We present the first geometric deep learning framework based on point cloud representation for 3D four-chamber cardiac reconstruction from cine MRI data. This work addresses a long-standing limitation in conventional cine MRI, which typically provides only 2D slice images of the heart, thereby restricting a comprehensive understanding of cardiac morphology and physiological mechanisms in both healthy and pathological conditions. To overcome this, we propose \textbf{HeartFormer}, a novel point cloud completion network that extends traditional single-class point cloud completion to the multi-class. HeartFormer consists of two key components: a Semantic-Aware Dual-Structure Transformer Network (SA-DSTNet) and a Semantic-Aware Geometry Feature Refinement Transformer Network (SA-GFRTNet). SA-DSTNet generates an initial coarse point cloud with both global geometry features and substructure geometry features. Guided by these semantic-geometry representations, SA-GFRTNet progressively refines the coarse output, effectively leveraging both global and substructure geometric priors to produce high-fidelity and geometrically consistent reconstructions. We further construct \textbf{HeartCompv1}, the first publicly available large-scale dataset with 17,000 high-resolution 3D multi-class cardiac meshes and point-clouds, to establish a general benchmark for this emerging research direction. Extensive cross-domain experiments on HeartCompv1 and UK Biobank demonstrate that HeartFormer achieves robust, accurate, and generalizable performance, consistently surpassing state-of-the-art (SOTA) methods. Code and dataset will be released upon acceptance at: https://github.com/10Darren/HeartFormer.

Figures (13)

• Figure 1: Two sparse point clouds with no and severe misalignment. Qualitative reconstruction results are shown in rows 1 and 3; advanced single-class methods (b,c) tend to generate the entire structure and fail to separate substructures. Rows 2 and 4 visualize the results with point colors indicating the Chamfer distances to the corresponding ground truth (GT) (f). Our proposed HeartFormer (e) achieves significantly better structural fidelity compared to SOTA methods (b-d).

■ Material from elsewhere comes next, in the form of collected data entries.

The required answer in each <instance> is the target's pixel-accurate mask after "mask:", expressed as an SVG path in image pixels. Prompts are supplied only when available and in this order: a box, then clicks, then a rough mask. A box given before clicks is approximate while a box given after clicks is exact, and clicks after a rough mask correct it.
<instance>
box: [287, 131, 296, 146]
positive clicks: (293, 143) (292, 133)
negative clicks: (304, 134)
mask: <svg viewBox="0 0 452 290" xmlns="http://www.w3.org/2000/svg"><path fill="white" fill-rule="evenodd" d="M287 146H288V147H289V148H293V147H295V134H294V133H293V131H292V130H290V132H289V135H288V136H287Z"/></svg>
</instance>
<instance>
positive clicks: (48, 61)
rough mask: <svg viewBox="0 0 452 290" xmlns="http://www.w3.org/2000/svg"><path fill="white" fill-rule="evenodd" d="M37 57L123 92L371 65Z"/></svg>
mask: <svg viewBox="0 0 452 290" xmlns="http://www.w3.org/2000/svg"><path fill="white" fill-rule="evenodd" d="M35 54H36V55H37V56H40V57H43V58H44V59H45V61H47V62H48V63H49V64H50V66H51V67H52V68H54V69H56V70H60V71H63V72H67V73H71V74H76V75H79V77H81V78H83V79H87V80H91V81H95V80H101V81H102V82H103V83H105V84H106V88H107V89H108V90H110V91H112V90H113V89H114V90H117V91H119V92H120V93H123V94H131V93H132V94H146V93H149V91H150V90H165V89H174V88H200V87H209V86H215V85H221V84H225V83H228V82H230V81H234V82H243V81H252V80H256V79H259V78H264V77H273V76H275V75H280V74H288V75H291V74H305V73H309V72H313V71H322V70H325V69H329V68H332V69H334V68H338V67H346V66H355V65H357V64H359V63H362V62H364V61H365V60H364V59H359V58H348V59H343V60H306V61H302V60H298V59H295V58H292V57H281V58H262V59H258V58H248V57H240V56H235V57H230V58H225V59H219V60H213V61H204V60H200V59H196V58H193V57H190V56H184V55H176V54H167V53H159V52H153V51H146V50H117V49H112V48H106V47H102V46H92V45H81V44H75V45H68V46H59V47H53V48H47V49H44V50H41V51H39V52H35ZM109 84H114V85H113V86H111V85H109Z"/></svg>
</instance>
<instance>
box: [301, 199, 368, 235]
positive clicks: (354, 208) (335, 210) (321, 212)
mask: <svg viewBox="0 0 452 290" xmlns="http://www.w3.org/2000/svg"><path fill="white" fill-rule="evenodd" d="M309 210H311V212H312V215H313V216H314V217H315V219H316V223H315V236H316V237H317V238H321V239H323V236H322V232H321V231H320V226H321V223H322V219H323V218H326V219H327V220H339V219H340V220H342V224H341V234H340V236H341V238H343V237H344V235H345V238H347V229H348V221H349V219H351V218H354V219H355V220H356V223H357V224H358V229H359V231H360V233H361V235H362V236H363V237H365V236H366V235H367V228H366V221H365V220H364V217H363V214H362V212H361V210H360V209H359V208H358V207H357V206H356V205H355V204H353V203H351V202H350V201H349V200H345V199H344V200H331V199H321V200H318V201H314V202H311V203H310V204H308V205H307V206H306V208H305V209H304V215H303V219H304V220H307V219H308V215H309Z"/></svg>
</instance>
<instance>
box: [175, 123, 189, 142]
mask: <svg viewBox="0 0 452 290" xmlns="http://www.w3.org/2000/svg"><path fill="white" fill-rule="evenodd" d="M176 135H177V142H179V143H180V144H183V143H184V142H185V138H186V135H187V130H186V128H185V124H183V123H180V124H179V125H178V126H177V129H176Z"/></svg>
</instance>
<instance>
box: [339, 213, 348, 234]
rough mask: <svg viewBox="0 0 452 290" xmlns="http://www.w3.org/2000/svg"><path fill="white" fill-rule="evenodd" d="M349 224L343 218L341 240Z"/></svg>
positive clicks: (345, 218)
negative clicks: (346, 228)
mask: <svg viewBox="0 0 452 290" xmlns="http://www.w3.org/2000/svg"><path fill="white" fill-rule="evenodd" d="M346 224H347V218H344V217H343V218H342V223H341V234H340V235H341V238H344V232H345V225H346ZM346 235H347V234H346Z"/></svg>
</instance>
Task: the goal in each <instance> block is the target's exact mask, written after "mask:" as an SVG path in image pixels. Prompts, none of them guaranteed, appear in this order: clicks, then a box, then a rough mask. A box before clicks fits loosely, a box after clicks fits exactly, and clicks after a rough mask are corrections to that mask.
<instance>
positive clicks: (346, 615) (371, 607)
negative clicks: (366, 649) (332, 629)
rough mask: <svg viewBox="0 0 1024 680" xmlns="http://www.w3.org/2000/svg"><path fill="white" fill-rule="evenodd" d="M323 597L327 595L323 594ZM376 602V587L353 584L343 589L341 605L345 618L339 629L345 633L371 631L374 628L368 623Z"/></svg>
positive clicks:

• Figure 2: Overview of the proposed HeartFormer architecture. HeartFormer first employs a SA-DSTNet, which integrates a Semantic-Aware Global Structure Aggregation (SA-GSA) module and a Semantic-Aware Substructure Aggregation (SA-SSA) to generate a coarse point cloud, $\mathbf{P}{\text{coarse}}$, by jointly modeling global context and substructure semantics. A subsequent two-stage SA-GFRTNet progressively enhances geometric detail and anatomical consistency, yielding the final high-fidelity reconstruction, $\mathbf{P}_{\text{fine}}$.
• Figure 3: Comparison of reconstruction results under five different levels of misalignment in the HeartCompv1 dataset. Sparse Input denotes the partial point clouds with varying degrees of misalignment. PCN, FBNet, AdaPoinTr, ODGNet, PointAttN, and SymmCompletion are the single-class point cloud completion models, while PCCN and the proposed HeartFormer are multi-class completion models. GT indicates the ground-truth.
• Figure 4: Comparison of reconstruction results under five different levels of misalignment in the HeartCompv1 dataset. The point colors visualize the Chamfer Distance between the reconstructed point cloud and the corresponding ground truth.
• Figure 5: Comparison of reconstruction results for four subjects from the UK Biobank dataset. The reconstructions produced by HeartFormer more closely resemble the gold standard than those generated by PCCN.